GILGIT: The Gilgit-Baltistan government on Monday unve­iled the budget of Rs140.17 billion for the 2024-25, allocating Rs86.6bn for non-development expenditures and Rs34.60bn for development projects.

Presenting the budget in the GB Assembly amid noisy protests by opposition members, Finance Minister Engineer Muhammad Ismail announced that the federal government will provide a grant of Rs68bn. Additionally, Rs6.40bn is estimated as non-tax revenue, and Rs1.33bn will be collected by the GB revenue authority.

The budget deficit is estimated at Rs11.92bn, which will be fully borne by the federal government. The finance minister said Gilgit-Baltistan’s development depends heavily on financial grants provided by the federal government and limited revenue generated by the local government.

He proposed Rs6.50bn for federal PSDP-funded projects, Rs4bn for the prime minister’s initiatives, and Rs19.70bn for subsidised wheat. He announced a 25 per cent salary increase for employees in grades 1 to 16 and a 20pc hike for employees in grades 17 and above. The minimum salary for contingent paid staff, local bodies, and waste management department staff has been proposed at Rs37,000.

Sets aside Rs34.60bn for development projects, Rs19.70bn for subsidised wheat

Finance Minister Ismail said that despite a reduction in the development grant from the federal government in the previous fiscal year, the current government successfully managed to run all GB sectors efficiently through prudent frugality and effective economic planning.

He announced a 36pc increase in local revenue collection in the current fiscal year, with Rs3bn collected against a target of Rs3.8bn. He pointed out that the Northern Areas Transport Corporation, which had been in financial deficit since 2011, has not only covered its deficit for the first time but also become a profitable organisation. He said the government has successfully reduced expenditures on fuel and maintenance of official vehicles.

The finance minister said that, in light of financial difficulties, the GB government has decided to continue its austerity measures and cut unnecessary expenditures in the next fiscal year. He announced that the government has imposed a ban on purchasing new vehicles, except for motorbikes, school buses, ambulances, and fire brigade vehicles.

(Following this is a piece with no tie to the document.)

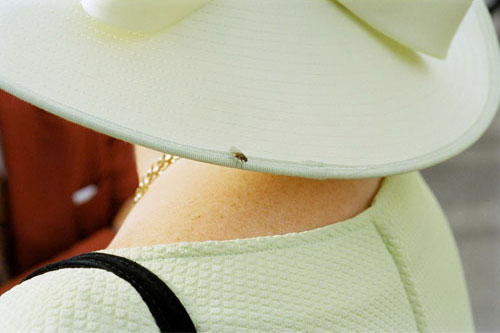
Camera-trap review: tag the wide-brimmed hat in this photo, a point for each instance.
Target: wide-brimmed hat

He said the transfer of government employees from one project to another for higher salaries would be prohibited, and the utilities expenditures of principal accounting officers would be minimised. He announced that expenditures on the purchase, maintenance, and operational expenses of government assets would be reduced.

The finance minister said outstation meetings will now be conducted via video link. He also announced a ban on government employees traveling abroad, except for meetings deemed essential for state and national interests.

He declared a complete ban on introducing new allowances, and prohibited the holding of ceremonies in expensive hotels and venues. He also announced a ban on hiring personnel on a contingent basis, except in necessary circumstances and with prior government approval.

Mr Ismail announced that funds for the development of health, education, tourism, social welfare, communication, power, technical and special education, information technology, natural resources management, forest, wildlife, environment, minerals, irrigation, and sports have been increased, and new projects identified in these sectors.

Opposition protest

When the budget session began in the house, opposition leader Kazim Mesum and opposition members initiated a protest, deeming the budget inappropriate for neglecting key sectors like health and agriculture.

They alleged discrimination in development projects, claiming funds were only approved for schemes benefiting treasury bench members.

The opposition members tore copies of the budget speech, surrounded the speaker’s desk and the finance minister, and used loudspeakers to disrupt the proceedings, making it difficult for others to hear the budget speech.

They chanted slogans, decrying the perceived injustice. Fifteen minutes before the end of the budget speech, the opposition members boycotted the session and left the house.

The speaker adjourned the session until June 26 to discuss the budget.